We have written agents deployed/distributed across the network. Agents sends data every 15 Secs may be even 5 secs. Working on a service/system to which all agent can post data/tuples with marginal payload. Upto 5% drop rate is acceptable. Ultimately the data will be segregated and stored into DBMS System (currently we are using MSQL).
Question(s) I am looking for answer
1. Client/Server Communication: Agent(s) can post data. Status of sending data is not that important. But there is a remote where Agent(s) to be notified if the server side system generates an event based on the data sent.
- Lot of advices from internet suggests using Message Bus (ActiveMQ) for async communication. Multicast and UDP are the alternatives.
2. Persistence: After some evaluation data to be stored in DBMS System.
- End of processing data is an aggregated record for which MySql looks scalable. But on the volume of data is exponential. Considering HBase as an option.
Looking if there are any alternatives for above two scenarios and get expert advice.
Reader Comments (4)
You might want to use flume based agents on every client that is trying to send data and then have flume agent to flume agent communication via avro serialization so that you would have minimal overhead...we have this in production and it is working fine without any issues.
Important thing to keep in mind is that flume will be listening to log file...
I think this type of questions falls into the category of premature optimization. You are lookng for advice on technology without even knowing your bottlenecks. It reminds me of a quote from a book Carlos Bueno wrote for developers at Facebook
[1] https://www.facebook.com/notes/facebook-engineering/the-mature-optimization-handbook/10151784131623920
If you are looking at HBase, then you should also consider Cassandra. That is what we used for web scale persistent notifications and it turned out to scale very well.

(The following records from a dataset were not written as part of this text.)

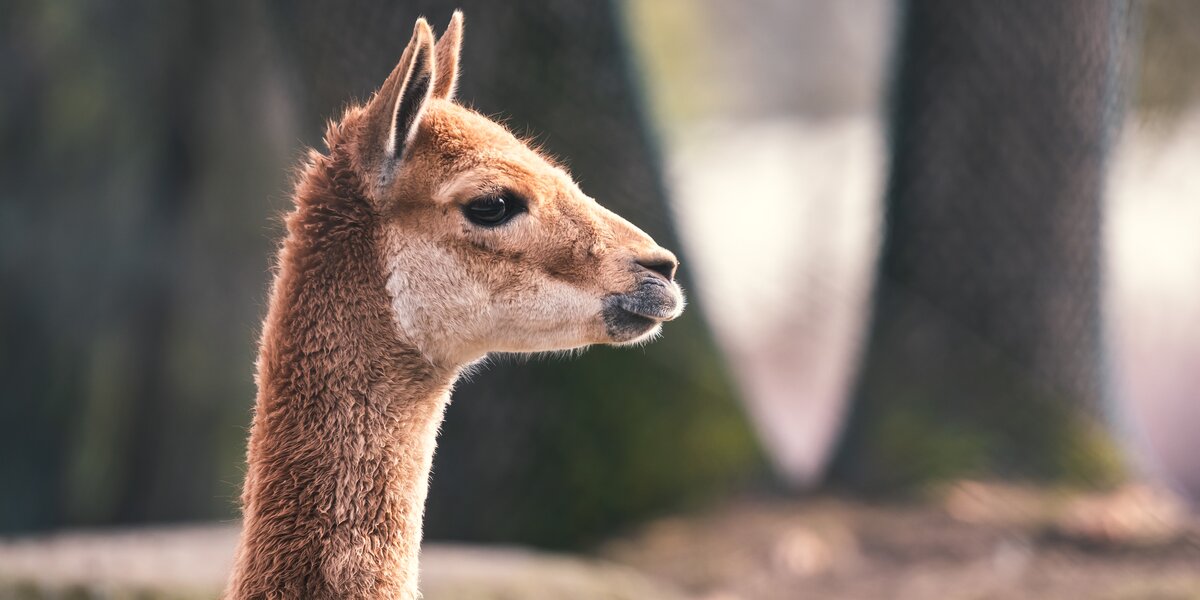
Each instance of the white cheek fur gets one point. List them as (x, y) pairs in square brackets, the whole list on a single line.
[(454, 319)]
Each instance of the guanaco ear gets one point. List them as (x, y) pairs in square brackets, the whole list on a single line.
[(448, 49), (395, 113)]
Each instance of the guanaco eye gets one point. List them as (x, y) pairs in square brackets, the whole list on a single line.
[(492, 210)]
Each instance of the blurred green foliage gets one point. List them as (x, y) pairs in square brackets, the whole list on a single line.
[(148, 148)]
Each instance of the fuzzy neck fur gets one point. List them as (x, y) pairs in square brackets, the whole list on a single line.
[(346, 417)]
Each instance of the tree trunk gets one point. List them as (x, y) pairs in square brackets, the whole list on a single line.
[(553, 451), (985, 351)]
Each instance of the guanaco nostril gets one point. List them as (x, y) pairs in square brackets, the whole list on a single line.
[(664, 265)]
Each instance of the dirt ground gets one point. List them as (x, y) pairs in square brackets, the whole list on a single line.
[(970, 541)]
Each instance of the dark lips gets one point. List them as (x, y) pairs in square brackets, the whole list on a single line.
[(629, 316)]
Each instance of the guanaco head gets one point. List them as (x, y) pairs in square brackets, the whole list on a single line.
[(487, 245)]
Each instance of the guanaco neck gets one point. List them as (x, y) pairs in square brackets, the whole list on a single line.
[(346, 417)]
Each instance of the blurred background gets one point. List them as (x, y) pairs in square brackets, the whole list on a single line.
[(943, 259)]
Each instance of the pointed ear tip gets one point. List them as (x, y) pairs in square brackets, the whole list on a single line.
[(423, 28)]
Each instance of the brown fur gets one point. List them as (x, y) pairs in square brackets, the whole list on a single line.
[(384, 292)]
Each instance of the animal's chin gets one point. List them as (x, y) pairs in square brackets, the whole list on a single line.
[(639, 315), (624, 327)]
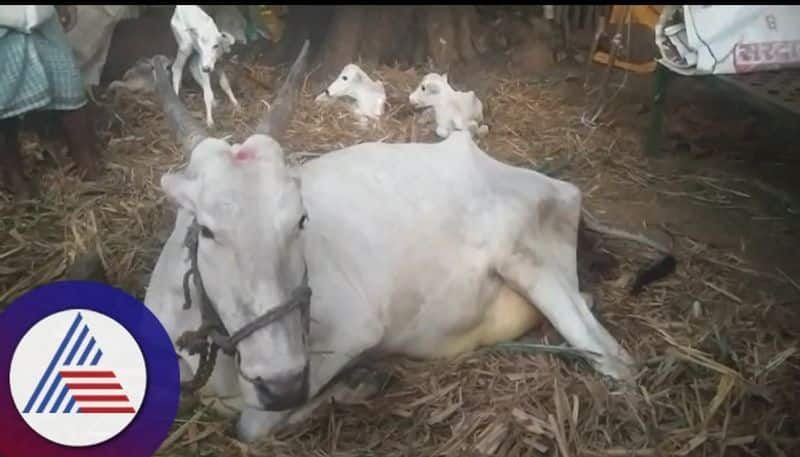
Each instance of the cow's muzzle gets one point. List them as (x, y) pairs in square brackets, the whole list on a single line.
[(284, 393)]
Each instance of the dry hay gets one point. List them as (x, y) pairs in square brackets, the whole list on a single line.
[(719, 353)]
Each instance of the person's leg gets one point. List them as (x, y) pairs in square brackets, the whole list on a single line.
[(81, 140), (11, 166)]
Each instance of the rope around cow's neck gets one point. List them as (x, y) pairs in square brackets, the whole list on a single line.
[(212, 334)]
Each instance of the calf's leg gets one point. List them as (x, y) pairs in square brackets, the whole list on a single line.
[(226, 87), (184, 51)]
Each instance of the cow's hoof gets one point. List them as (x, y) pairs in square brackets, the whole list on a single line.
[(361, 384), (619, 368)]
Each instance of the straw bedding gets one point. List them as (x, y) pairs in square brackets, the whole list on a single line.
[(718, 351)]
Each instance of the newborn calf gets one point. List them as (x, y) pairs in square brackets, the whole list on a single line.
[(203, 79), (353, 82), (453, 110), (199, 37)]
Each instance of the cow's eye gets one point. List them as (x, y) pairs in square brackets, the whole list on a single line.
[(205, 232)]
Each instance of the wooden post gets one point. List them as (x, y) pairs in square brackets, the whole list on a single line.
[(654, 132)]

Choose Cassandra if you are going to be doing more writes than reads.
First off Quora is a great forum for these types of questions and based on the number of replies you have gotten it might even get you better feedback.

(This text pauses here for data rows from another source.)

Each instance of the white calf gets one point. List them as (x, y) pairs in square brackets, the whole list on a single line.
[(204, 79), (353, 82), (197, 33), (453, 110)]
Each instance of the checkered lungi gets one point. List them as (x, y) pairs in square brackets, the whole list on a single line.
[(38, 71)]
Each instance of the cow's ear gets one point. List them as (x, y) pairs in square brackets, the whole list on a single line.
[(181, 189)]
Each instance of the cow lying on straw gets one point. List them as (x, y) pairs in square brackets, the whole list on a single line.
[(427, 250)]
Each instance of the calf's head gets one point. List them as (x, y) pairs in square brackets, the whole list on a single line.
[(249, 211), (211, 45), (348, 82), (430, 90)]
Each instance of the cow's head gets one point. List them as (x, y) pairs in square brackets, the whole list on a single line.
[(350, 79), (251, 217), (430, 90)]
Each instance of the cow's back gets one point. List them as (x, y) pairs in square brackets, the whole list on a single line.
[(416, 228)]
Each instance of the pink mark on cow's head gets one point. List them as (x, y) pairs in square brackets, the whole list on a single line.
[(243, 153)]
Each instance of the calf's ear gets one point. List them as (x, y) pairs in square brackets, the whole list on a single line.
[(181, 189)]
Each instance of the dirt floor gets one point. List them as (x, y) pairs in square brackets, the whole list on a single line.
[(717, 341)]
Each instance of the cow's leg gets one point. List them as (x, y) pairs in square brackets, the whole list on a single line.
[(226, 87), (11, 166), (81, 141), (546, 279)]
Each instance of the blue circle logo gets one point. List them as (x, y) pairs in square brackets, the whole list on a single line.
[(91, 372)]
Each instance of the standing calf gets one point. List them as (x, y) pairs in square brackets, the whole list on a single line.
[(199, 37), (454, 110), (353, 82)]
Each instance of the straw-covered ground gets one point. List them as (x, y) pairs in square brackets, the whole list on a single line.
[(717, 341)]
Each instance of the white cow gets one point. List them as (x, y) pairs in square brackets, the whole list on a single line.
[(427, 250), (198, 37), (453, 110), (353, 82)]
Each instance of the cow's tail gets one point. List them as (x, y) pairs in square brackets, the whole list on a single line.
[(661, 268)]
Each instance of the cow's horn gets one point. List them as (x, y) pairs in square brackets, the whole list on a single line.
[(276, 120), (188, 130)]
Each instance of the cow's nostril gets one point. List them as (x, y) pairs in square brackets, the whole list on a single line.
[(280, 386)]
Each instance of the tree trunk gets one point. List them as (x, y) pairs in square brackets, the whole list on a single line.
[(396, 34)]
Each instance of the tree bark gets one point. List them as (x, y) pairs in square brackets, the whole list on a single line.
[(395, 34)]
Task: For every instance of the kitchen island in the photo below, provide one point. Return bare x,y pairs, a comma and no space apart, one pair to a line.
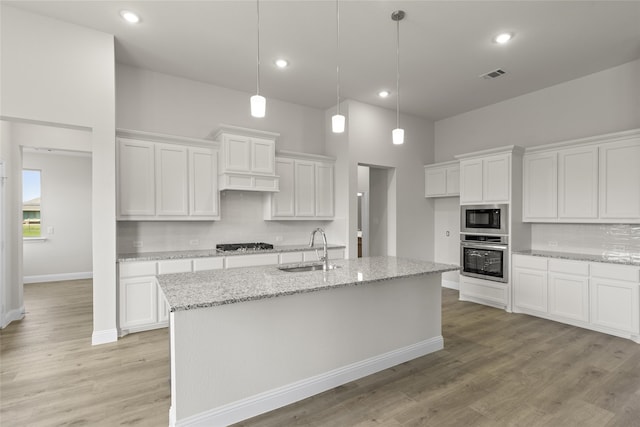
249,340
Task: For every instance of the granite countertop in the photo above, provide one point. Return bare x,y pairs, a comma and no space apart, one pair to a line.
158,256
633,260
185,291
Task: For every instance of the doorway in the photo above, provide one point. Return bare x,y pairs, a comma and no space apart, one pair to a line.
376,201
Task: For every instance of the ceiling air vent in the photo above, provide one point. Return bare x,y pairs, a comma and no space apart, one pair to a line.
493,74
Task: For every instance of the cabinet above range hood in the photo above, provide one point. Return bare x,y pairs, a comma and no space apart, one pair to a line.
247,159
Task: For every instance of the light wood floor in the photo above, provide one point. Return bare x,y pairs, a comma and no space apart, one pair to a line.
497,369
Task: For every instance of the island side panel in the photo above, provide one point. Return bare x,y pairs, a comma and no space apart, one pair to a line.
225,356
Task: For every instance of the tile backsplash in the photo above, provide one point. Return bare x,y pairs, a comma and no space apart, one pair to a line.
612,241
242,221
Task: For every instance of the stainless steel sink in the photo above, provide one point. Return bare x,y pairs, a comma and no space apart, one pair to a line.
302,268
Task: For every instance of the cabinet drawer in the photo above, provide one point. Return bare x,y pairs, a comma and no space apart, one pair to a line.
287,257
133,269
533,262
569,267
616,272
251,260
213,263
174,266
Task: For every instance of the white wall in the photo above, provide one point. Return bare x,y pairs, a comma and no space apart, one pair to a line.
62,74
367,140
66,207
155,102
604,102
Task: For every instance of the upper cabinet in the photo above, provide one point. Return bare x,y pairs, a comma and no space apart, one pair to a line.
593,180
247,160
162,177
306,188
442,179
486,177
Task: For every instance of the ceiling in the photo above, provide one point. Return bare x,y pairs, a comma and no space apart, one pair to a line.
444,46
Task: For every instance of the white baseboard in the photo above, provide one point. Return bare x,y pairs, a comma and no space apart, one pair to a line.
12,315
285,395
104,337
58,277
450,284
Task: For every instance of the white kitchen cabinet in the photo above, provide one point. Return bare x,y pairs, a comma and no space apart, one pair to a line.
486,178
620,180
172,180
162,180
204,198
442,179
540,186
305,184
282,202
324,190
569,289
306,188
247,159
136,178
530,284
591,180
578,183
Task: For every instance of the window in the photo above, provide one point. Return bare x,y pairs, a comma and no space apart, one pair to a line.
31,203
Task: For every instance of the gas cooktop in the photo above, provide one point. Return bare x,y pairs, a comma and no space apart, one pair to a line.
243,247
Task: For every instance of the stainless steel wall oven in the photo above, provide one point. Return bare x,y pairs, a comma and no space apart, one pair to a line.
485,257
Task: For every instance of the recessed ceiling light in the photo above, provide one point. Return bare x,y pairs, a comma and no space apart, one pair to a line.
503,38
282,63
129,16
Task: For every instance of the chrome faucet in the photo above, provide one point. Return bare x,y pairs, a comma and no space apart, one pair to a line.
325,254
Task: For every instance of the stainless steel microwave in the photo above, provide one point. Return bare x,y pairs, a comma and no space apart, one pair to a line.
484,219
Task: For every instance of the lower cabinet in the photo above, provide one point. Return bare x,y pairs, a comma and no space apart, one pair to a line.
599,296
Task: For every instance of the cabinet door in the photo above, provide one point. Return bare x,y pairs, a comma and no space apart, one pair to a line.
282,202
203,182
578,183
136,178
620,180
305,188
237,153
172,183
615,304
530,289
569,296
435,182
324,190
540,186
453,181
138,302
262,156
496,179
471,181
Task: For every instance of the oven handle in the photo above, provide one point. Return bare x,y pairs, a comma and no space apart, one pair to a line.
483,246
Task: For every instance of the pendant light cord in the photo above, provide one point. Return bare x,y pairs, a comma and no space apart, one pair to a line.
258,53
398,73
337,57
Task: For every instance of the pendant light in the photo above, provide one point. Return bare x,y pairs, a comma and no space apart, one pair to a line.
337,121
398,133
258,102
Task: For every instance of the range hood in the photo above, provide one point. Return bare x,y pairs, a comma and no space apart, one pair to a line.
247,159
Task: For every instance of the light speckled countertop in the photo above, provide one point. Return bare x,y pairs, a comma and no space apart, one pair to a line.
203,253
185,291
624,260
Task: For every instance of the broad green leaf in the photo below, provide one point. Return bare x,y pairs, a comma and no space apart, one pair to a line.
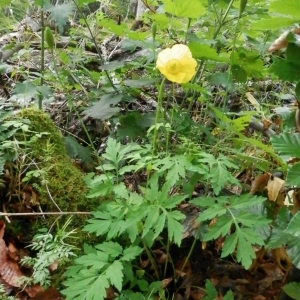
115,275
292,289
185,9
287,144
293,251
293,178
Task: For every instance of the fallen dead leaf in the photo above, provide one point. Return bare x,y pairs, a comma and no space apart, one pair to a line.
259,183
48,294
166,282
296,201
274,187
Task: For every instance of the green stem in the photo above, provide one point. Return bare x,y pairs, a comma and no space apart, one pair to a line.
151,259
158,110
231,62
42,55
187,29
188,257
200,69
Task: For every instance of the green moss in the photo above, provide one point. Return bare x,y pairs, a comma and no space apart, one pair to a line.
60,178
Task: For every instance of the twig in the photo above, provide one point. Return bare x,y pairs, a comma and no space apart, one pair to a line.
45,213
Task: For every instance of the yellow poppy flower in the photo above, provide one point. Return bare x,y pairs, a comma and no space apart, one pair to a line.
177,63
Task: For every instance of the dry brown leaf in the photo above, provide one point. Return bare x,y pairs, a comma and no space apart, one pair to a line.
259,183
281,255
13,252
33,290
48,294
272,270
2,229
259,297
281,42
166,282
9,269
197,294
274,186
296,201
53,266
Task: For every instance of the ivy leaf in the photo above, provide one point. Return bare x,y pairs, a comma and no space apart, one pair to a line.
115,275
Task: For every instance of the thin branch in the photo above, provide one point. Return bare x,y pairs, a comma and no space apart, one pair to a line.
45,213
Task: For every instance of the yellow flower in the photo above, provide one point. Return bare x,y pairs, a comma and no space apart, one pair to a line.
177,63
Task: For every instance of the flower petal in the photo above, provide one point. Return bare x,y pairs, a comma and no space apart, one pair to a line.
177,63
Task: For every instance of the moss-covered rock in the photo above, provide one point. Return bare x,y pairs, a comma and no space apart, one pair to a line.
61,181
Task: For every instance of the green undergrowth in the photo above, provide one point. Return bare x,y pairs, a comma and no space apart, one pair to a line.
192,154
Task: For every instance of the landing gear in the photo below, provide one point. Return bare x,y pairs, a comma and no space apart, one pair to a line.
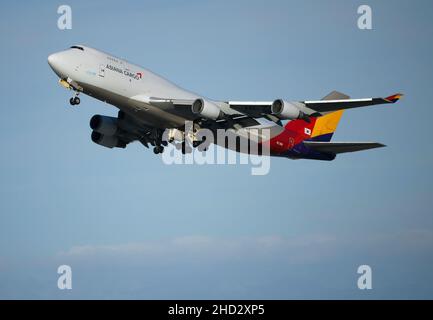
74,101
158,149
186,148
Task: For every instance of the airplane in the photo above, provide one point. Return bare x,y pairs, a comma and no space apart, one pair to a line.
150,106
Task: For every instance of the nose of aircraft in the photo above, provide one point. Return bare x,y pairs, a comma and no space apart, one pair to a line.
53,60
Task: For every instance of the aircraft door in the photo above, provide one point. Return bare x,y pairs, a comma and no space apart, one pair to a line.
102,70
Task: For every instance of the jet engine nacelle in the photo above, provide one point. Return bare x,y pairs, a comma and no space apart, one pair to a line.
107,140
287,111
104,124
206,109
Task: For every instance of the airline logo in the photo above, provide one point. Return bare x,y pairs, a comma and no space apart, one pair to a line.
126,72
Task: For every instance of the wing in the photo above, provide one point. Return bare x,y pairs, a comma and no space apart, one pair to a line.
341,147
332,102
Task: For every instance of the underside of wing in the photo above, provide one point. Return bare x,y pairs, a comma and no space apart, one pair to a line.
341,147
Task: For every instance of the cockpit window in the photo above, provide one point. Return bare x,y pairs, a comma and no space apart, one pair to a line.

Second, I would strongly suggest column oriented dbs for data storage. Vertica is the leader in the space IMHO but you can also look at Infobright, MonetDB, LucidDB, InfiniDB, Paracell, or ParStream.

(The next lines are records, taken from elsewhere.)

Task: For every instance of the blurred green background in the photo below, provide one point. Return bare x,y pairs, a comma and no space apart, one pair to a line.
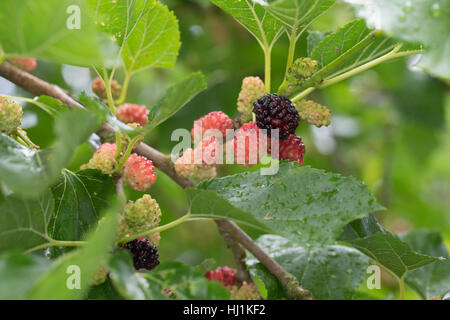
390,125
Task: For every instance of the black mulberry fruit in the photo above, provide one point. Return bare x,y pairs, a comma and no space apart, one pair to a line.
145,256
273,111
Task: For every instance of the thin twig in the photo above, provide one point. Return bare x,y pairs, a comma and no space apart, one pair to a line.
163,162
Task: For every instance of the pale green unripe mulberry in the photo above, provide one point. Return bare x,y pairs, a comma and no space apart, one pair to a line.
313,113
101,275
185,167
142,215
247,291
11,114
252,89
301,69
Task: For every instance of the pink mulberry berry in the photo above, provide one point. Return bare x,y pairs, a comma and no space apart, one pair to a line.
247,148
132,113
103,159
139,172
213,120
186,167
224,275
293,149
26,64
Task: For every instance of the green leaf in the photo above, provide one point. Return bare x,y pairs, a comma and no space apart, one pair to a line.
432,280
72,129
182,281
330,272
395,255
104,114
297,15
353,45
146,31
313,39
361,228
21,169
104,291
176,97
79,199
24,223
392,253
19,272
40,31
424,22
309,206
53,284
28,172
255,18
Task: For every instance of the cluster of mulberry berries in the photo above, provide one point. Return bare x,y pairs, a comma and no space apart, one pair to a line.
138,171
103,159
199,163
216,120
224,275
132,114
145,255
273,111
139,216
10,116
248,148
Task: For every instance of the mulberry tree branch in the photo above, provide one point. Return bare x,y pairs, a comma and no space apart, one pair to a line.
228,229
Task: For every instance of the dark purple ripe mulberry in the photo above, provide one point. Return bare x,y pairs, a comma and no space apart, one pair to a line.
145,256
273,111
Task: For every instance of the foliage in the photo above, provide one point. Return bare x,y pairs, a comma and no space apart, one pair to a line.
323,228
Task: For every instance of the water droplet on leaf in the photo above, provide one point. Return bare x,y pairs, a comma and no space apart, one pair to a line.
408,6
435,10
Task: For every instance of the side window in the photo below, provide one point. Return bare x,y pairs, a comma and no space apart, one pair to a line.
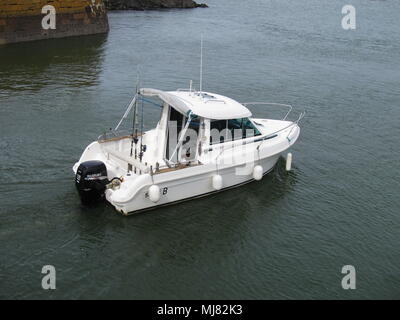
218,132
249,129
235,128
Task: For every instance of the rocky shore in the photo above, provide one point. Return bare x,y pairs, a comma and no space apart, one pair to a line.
151,4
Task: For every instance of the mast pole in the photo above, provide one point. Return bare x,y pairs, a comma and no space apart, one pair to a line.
201,64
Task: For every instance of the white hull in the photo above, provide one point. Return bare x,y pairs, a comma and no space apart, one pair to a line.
164,174
192,184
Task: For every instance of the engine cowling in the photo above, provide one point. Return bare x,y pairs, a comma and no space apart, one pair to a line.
91,180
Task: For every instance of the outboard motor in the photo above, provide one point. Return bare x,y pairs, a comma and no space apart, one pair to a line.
91,180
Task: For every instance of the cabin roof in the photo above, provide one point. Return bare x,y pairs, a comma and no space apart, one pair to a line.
204,104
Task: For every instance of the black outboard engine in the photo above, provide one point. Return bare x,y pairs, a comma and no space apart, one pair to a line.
91,180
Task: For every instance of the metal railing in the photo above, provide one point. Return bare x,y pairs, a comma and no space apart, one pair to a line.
272,104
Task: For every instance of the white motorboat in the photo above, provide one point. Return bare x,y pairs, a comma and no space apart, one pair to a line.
203,143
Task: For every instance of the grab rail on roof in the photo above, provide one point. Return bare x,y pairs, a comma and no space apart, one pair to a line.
272,104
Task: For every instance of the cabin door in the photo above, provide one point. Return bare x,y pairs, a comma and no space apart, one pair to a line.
175,125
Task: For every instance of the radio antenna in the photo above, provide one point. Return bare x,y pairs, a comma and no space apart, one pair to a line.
201,64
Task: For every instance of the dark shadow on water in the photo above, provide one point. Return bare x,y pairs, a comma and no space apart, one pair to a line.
74,61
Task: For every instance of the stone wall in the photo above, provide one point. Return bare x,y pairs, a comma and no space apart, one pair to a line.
150,4
21,20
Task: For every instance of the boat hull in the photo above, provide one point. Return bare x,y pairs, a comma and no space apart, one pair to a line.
194,182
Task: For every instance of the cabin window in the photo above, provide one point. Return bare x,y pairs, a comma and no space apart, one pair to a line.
249,129
233,129
218,131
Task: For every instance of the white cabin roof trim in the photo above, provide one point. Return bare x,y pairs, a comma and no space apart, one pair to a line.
204,104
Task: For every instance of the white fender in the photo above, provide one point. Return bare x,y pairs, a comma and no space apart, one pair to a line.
217,182
154,193
289,162
258,172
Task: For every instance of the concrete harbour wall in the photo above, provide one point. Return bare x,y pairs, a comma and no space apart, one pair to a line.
22,20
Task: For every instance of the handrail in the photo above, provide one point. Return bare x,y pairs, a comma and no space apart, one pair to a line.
215,100
263,139
272,104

Third, you will certainly want some queuing system for buffering. ActiveMQ is a strong solution in the Java space. If you are in another language RabbitMQ tends to be a favorite. That said, Kafka is worth checking out. It doesn't have all the features of JMS or AMPQ but it has performance in spades.
Finally, I assume you are not running this in the cloud. If you are though you should probably be using SQS and Redshift in AWS potentially with Kinesis. Even if you are not in the cloud you can look to these services for inspiration. You can also look at stream processing platforms like Storm for inspiration.